Lanskap adalah suatu lahan heterogen yang tersusun dari ekosistem yang saling berinteraksi dan memiliki semacam pola yang berulang-ulang (Forman dan Godron 1986). Lanskap fokus pada tiga karakteristik, yaitu struktur, fungsi dan perubahan.

Struktur Lanskap

Struktur lanskap mengacu pada pola spasial elemen lanskap dan hubungan antara ekosistem yang beda. Struktur lanskap menilai hubungan antara ekosistem sebagai ukuran, bentuk dan jumlah (Forman dan Godron 1986). Menurut Farina (2000), struktur lanskap memiliki dua kualitas, yaitu komposisi dan konfigurasi. Komposisi lanskap didefinisikan sebagai jenis dan sebaran patch dalam lanskap. Komposisi lanskap merupakan indikator yang baik untuk menilai kesesuaian lingkungan terhadap suatu spesies. Konfigurasi mengacu pada karakteristik spasial atau dengan kata lain mengacu pada distribusi spasial tutupan lahan. Struktur dasar lanskap terdiri dari 3 komponen yaitu matriks, patch dan koridor (Gambar 2.1).

Matriks adalah komponen lanskap yang ukurannya paling luas dan terkoneksi serta memegang peranan penting dalam fungsi lanskap (Forman dan Godron 1986). Lebih lanjut (Samways 1995) menjelaskan bahwa matriks merupakan elemen lanskap yang berada di sekitar patch. Menurut Forman (1995) konektivitas adalah ukuran bagaimana suatu koridor, jaringan (network), atau matriks terhubung atau berkesinambungan. Sebagai contoh, suatu lanskap dengan matriksnya adalah hutan, memiliki sedikit celah (gap) dalam tutupan hutannya berarti memiliki konektifitas lebih tinggi.

Patch merupakan suatu area berbentuk poligon yang relatif homogen yang berbeda dari sekitarnya (Forman dan Godron 1986).
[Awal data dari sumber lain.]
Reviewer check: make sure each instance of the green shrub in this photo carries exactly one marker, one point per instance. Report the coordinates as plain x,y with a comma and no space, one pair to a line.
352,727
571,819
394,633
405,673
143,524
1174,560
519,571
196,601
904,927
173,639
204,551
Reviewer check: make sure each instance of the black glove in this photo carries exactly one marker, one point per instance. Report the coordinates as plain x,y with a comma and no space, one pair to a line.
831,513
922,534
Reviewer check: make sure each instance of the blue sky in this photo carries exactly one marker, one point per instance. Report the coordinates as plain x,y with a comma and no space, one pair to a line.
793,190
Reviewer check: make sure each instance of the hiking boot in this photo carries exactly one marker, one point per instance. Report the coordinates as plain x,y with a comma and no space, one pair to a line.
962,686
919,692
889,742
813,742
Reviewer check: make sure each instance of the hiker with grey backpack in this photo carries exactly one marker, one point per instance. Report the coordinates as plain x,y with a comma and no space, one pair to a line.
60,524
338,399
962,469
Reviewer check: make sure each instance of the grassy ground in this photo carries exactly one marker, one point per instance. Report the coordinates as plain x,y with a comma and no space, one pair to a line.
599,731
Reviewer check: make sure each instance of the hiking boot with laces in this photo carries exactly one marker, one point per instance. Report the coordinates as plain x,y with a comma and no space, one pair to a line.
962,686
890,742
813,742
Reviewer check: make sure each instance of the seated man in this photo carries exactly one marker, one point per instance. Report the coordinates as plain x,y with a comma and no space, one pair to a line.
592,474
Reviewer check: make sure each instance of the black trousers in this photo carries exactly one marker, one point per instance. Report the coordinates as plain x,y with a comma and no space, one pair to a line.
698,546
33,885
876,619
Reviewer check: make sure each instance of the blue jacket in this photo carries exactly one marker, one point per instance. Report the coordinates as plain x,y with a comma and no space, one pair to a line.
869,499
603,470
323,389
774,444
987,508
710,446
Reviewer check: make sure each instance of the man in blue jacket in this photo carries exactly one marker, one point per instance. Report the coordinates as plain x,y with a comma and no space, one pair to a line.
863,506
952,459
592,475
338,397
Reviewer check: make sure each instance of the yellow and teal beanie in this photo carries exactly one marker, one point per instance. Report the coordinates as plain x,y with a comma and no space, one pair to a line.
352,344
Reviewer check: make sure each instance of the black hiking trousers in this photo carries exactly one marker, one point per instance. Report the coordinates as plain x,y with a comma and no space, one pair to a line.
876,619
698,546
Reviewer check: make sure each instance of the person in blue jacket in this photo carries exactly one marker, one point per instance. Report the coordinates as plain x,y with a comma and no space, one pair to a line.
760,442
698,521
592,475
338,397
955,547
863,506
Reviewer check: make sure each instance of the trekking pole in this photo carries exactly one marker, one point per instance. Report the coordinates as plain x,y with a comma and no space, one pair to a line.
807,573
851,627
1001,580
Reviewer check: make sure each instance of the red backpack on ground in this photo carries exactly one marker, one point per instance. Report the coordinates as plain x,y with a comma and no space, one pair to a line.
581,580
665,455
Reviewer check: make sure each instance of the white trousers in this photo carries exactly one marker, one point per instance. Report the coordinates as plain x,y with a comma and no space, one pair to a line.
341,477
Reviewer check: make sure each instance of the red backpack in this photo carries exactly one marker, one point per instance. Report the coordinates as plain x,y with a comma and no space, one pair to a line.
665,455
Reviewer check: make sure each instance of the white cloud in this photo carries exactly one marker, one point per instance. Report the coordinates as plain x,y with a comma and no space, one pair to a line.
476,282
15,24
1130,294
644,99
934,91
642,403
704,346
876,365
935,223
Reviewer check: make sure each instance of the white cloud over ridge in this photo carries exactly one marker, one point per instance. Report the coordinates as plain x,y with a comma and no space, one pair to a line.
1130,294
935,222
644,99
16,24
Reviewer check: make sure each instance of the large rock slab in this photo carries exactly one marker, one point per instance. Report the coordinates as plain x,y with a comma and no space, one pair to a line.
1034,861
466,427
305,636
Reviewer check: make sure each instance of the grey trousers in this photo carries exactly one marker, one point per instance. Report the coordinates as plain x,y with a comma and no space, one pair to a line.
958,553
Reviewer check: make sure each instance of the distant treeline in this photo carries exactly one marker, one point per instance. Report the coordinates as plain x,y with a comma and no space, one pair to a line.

Patch dapat dibedakan menjadi 5 tipe berdasarkan cara terbentuknya (Gambar 2.2), yaitu: 1) disturbance patch, patch yang terbentuk oleh karena adanya gangguan pada sebagian kecil area matriks, misalnya patch yang terbentuk oleh karena adanya kebakaran hutan; 2) remnant patch, patch yang terbentuk oleh karena adanya gangguan dalam skala luas, misalnya pulau/daratan yang ditumbuhi semak-semak oleh karena lembahnya tergenang oleh banjir; 3) environmental resource patch, patch yang mencerminkan sumberdaya terdistribusi normal pada suatu lingkungan dan merupakan hasil dari sumberdaya yang permanen dan relatif terpisah dari daerah sekitarnya (patch ini tidak disebabkan oleh kerusakan), misalnya terkonsentrasinya amfibi dan reptil di gurun pasir; 4) introduced patch, patch yang didominasi oleh individu hasil introduksi manusia, misalnya perkebunan kelapa sawit; 5) ephemeral patch, spesies teragregasi sementara oleh karena adanya perubahan lingkungan biotik atau abiotik dengan intensitas rendah sehingga akhirnya spesies tersebut beradaptasi dengan perubahan yang terjadi. Perbedaan yang terjadi pada cara terbentuknya patch ini menentukan dinamika spesies di dalamnya (Forman dan Godron 1981).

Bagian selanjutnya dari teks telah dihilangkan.